Abaixa o som

"Ditadura da cacofonia"
Há dias, um homem foi morto na praia de Caraguatatuba (173 km de São Paulo) por se recusar a baixar o volume da suposta música que saía de seu carro. Digo suposta porque o noticiário não informava o que ele estava tocando, embora se possa garantir que não seria uma valsa, um samba-canção ou uma bossa nova. Esses gêneros musicais já mataram muita gente de paixão. A tiros, nunca.

Para alguns, pode ter parecido inusitado: alguém foi à loucura com o ruído desproporcional saído de um equipamento de som e, na briga, deu-se a tragédia. Pois, para mim, o incrível é que não aconteça a três por dois. Em toda parte, a toda hora, pessoas ou comunidades inteiras são agredidas pela boçalidade sonora de uma minoria que já ignora o que seja viver em sociedade. E, se isso não desperta mais instintos assassinos, é porque suas vítimas temem desafiar quem ouve "música" em tal volume. É como viver sob uma ditadura -e, na verdade, vivemos sob a ditadura da amplificação.

O mundo já foi bem mais silencioso. Até os anos 60, a superamplificação de instrumentos ou de caixas de som era coisa restrita aos profissionais. Não estava ao alcance das pessoas comuns. Quem quisesse submeter-se à cacofonia, tinha de ir aonde ela estivesse sendo produzida. Hoje, qualquer porta-malas de Fusca dispara uma massa sonora capaz de ensurdecer quarteirões -e de levar a gestos desesperados.

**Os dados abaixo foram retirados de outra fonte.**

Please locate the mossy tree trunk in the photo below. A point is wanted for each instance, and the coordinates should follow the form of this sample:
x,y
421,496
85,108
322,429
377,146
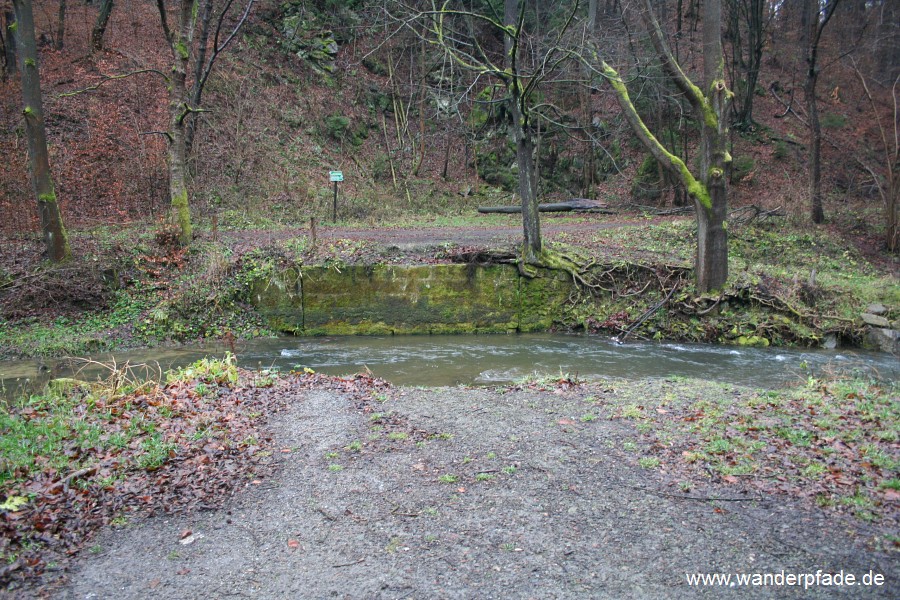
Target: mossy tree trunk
x,y
180,41
521,83
52,227
815,25
513,19
99,29
9,41
708,189
61,25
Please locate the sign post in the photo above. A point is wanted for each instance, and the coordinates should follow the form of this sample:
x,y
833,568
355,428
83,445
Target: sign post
x,y
335,177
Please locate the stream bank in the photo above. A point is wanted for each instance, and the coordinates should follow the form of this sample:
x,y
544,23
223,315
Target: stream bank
x,y
128,289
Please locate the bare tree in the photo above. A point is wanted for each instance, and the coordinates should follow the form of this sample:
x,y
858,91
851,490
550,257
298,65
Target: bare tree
x,y
815,16
747,27
180,39
99,29
9,41
55,237
708,189
453,30
889,183
61,25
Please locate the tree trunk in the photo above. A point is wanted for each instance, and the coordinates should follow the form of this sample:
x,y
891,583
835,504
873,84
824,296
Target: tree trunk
x,y
817,213
9,41
181,38
708,191
712,236
100,25
531,224
890,217
199,65
61,25
812,30
54,233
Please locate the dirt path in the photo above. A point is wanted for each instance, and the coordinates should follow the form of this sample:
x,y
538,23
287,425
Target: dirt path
x,y
470,493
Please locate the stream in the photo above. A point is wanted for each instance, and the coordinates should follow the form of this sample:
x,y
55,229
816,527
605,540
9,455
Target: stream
x,y
479,360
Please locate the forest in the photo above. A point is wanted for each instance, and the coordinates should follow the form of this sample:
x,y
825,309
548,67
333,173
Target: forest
x,y
694,181
178,122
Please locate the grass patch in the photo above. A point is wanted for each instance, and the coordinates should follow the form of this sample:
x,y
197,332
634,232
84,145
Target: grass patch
x,y
823,436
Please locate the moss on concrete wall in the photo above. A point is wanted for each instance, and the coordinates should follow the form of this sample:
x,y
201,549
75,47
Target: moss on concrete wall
x,y
404,299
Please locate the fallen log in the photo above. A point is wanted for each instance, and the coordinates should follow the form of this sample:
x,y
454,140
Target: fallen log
x,y
576,204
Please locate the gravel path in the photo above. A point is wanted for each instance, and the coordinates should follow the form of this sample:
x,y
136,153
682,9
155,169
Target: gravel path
x,y
470,493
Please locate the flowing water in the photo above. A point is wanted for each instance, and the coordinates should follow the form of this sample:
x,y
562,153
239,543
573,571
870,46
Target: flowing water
x,y
485,359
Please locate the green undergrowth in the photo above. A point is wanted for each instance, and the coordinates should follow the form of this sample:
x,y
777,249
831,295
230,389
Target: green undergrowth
x,y
785,287
72,423
81,455
833,441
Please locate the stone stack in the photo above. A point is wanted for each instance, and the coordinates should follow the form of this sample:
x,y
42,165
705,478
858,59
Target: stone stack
x,y
882,334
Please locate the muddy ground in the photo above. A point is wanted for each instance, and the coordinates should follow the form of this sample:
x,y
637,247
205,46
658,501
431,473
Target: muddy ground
x,y
472,493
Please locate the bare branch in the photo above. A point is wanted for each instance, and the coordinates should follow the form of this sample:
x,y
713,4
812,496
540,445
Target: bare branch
x,y
108,78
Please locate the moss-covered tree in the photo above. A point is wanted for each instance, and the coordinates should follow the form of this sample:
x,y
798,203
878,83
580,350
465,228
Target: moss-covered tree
x,y
816,16
52,227
452,29
180,39
708,187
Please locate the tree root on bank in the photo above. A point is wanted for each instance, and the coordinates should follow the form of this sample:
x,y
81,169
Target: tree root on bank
x,y
623,279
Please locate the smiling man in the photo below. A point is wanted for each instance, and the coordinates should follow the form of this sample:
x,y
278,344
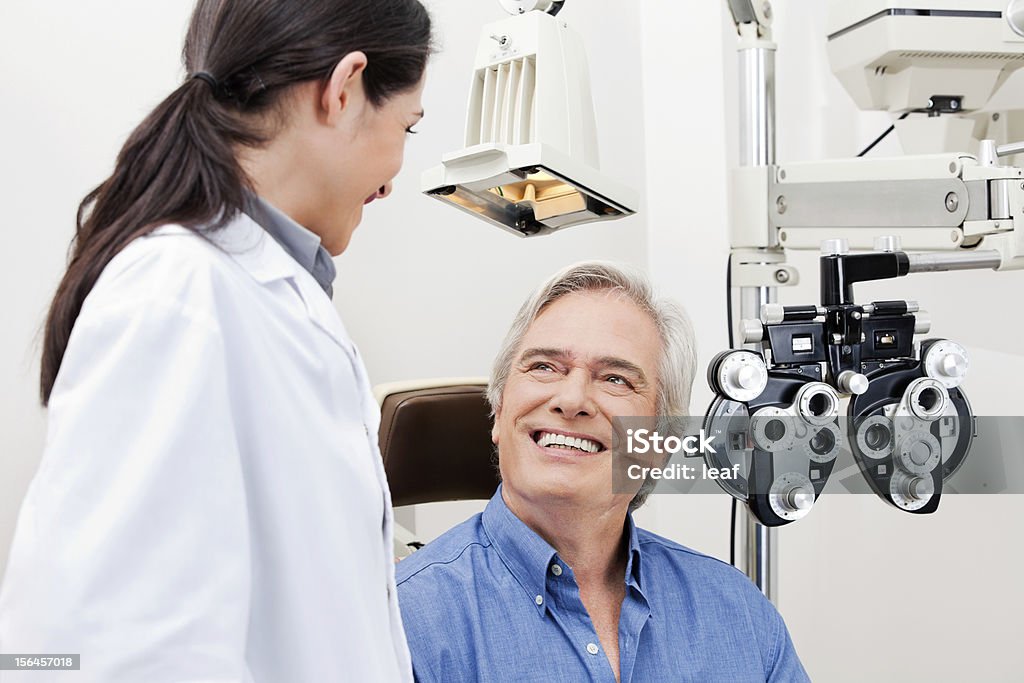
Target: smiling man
x,y
553,582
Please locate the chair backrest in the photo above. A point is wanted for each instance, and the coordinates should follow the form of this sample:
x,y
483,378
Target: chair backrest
x,y
435,440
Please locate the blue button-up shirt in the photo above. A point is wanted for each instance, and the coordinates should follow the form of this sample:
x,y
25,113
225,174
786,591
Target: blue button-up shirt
x,y
491,600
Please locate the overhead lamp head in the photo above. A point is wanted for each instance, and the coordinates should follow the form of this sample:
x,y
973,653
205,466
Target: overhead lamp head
x,y
529,164
523,6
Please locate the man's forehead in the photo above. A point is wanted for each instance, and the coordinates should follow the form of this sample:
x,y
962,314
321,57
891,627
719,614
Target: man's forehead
x,y
595,327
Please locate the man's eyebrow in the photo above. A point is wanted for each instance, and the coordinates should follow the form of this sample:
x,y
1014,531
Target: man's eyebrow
x,y
544,352
624,366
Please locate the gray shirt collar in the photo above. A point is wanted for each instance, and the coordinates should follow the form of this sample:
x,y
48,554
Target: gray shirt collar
x,y
300,244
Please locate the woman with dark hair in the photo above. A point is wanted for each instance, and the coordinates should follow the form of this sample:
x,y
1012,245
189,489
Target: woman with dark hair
x,y
211,504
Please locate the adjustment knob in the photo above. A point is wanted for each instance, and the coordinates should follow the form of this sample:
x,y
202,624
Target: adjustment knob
x,y
921,488
953,365
888,243
738,375
835,247
799,499
752,332
772,313
749,377
946,361
851,382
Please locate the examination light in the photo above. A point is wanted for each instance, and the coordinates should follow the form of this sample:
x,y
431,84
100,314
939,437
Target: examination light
x,y
530,161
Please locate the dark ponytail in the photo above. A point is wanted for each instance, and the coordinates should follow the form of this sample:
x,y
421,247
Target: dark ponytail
x,y
179,166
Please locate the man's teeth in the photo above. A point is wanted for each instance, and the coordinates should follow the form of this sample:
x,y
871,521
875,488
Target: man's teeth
x,y
561,440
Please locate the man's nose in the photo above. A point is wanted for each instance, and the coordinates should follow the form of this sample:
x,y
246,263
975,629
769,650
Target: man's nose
x,y
572,397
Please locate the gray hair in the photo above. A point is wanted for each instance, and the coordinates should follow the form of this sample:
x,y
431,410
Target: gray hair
x,y
678,359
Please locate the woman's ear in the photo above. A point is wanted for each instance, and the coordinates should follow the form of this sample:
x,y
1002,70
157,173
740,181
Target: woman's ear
x,y
344,93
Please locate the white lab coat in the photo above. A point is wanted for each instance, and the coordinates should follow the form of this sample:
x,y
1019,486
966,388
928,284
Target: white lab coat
x,y
211,505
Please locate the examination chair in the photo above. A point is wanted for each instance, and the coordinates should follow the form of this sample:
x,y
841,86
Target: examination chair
x,y
435,441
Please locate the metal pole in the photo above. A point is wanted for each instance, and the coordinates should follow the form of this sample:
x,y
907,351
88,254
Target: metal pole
x,y
936,261
757,147
757,542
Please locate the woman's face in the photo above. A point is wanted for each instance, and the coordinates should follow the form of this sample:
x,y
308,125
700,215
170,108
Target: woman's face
x,y
366,156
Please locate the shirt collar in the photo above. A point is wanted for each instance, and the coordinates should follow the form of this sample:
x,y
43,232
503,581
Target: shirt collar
x,y
525,554
528,556
300,244
633,561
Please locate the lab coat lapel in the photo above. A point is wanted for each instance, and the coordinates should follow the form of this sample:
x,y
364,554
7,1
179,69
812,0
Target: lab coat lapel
x,y
266,261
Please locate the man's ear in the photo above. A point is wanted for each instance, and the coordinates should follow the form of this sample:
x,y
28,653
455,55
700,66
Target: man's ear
x,y
344,92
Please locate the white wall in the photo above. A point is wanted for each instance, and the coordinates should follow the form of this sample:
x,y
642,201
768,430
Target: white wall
x,y
429,292
424,290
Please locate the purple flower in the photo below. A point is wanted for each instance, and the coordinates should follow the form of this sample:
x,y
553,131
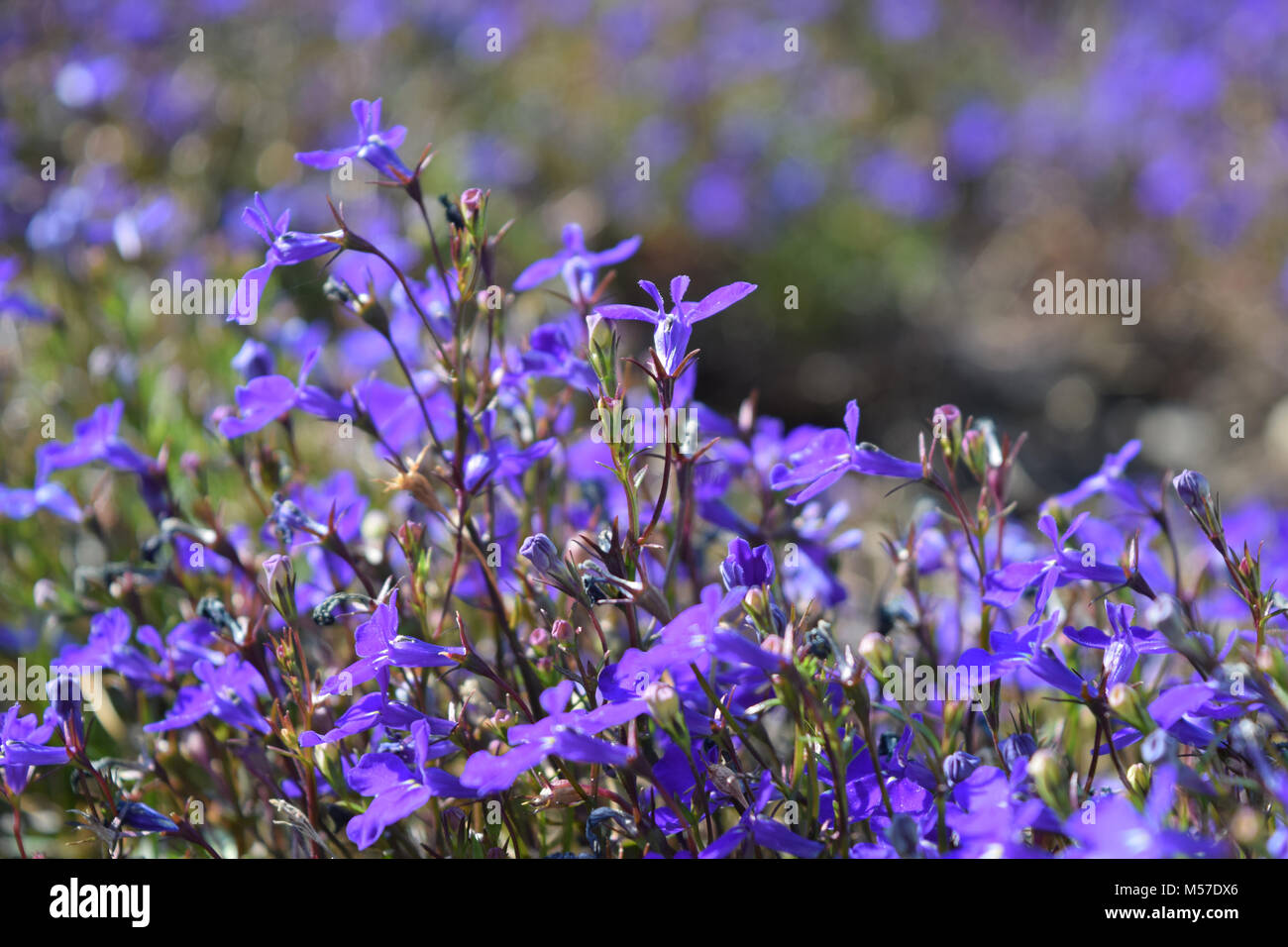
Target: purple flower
x,y
22,745
1124,644
380,647
145,818
374,146
375,710
487,774
228,690
568,735
18,502
575,263
1005,585
1108,479
761,830
93,440
1122,831
266,398
671,337
110,647
746,566
254,360
541,552
397,788
501,458
1194,491
284,249
13,302
831,455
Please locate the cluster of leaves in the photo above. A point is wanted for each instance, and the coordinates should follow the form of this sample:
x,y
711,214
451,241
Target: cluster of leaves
x,y
618,626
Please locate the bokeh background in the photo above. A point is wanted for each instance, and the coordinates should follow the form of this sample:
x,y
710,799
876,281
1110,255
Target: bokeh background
x,y
807,169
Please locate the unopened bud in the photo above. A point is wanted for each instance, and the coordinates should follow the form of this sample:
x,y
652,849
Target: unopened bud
x,y
1138,779
562,631
664,703
876,651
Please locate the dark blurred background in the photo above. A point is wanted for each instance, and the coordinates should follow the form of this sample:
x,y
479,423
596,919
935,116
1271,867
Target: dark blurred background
x,y
789,144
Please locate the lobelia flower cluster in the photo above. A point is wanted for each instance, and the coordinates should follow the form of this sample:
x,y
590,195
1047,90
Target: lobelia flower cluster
x,y
537,643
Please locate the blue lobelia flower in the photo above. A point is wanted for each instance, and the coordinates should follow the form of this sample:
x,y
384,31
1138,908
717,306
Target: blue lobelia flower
x,y
266,398
397,788
16,303
20,502
1109,479
284,249
1006,585
746,566
94,438
671,337
380,647
831,455
374,146
578,264
566,735
22,746
761,830
228,690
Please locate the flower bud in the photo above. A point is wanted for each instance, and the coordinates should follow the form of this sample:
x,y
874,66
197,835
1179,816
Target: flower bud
x,y
44,592
473,200
1018,746
541,552
747,566
905,834
958,767
948,427
1125,701
1138,779
664,703
562,631
1193,488
1048,780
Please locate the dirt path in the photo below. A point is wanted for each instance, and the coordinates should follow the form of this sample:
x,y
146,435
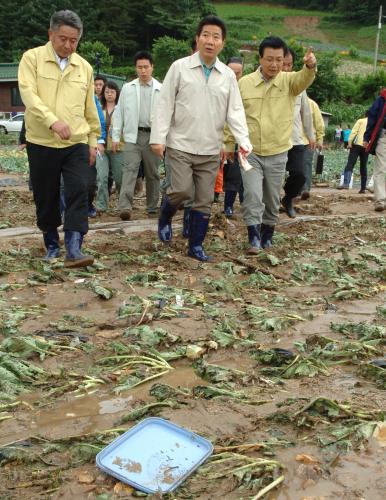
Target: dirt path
x,y
306,26
325,272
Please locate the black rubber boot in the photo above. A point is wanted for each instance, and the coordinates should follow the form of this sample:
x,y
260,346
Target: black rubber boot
x,y
51,242
288,207
346,180
254,239
267,235
167,211
198,228
185,227
229,199
74,257
363,184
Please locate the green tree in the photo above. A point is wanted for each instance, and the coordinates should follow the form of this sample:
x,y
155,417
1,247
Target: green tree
x,y
326,84
166,50
89,51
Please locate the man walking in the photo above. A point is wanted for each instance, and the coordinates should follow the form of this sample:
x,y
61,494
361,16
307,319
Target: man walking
x,y
269,96
375,143
296,155
62,125
133,120
319,129
199,94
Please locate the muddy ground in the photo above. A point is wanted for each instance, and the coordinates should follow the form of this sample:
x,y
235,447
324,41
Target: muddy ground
x,y
325,275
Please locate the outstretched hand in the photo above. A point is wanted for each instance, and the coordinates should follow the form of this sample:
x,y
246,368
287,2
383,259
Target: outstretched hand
x,y
309,58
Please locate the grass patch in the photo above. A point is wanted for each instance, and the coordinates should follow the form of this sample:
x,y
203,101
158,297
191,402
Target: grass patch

Quem tem a infelicidade de ser vizinho de bailes funk, igrejas evangélicas ou shows de "música" eletrônica já se perguntou se a vida no inferno será muito pior. Se ele fechar as janelas, a vibração quebrará os vidros. Se deixá-las abertas, sofrerá um estresse provocado por aumento da freqüência do pulso, da pressão sangüínea e da produção de adrenalina. A lei do silêncio já existe. Mas é preciso torná-la um caso de saúde pública.

Em seu artigo semanal para o jornal Folha de S. Paulo, o escritor Ruy Castro aborda uma das pragas modernas, senão, dentre as piores.

Imagine você, leitor, dirigir-se à uma praia com a família, estacionar o seu carro para curtir a brisa e um banho de mar, e um troglodita desses estacionar o seu veículo ao seu lado, abrir as portas e se auto proclamar o direito de despejar no seu tímpano uma música de gosto duvidoso e no maior dos volumes?

É confusão na certa para tipos mais esquentados.

Um comentário:

Frederico Guerreiro disse...

Val, já saí de um lugar na praia por causa de alguns desses sugismundos sonoros, que, pararam seus carros na praia e, sem qualquer intenção de ouvir música, cada um aumentava seu som para ver quem tinha o mais potente. Inclassificável.
Contudo, há um movimento das autoridades aqui do Pará que timidamente tenta coibir esses abusos sonoros. Na semana do carnaval, vinte veículos foram apreendidos na praia do Atalaia, por estarem com o 'volume' (o correto seria intensidade, conforme as leis da física moderna) acima do permitido. Não teve perdão. Nem para os estabelecimentos.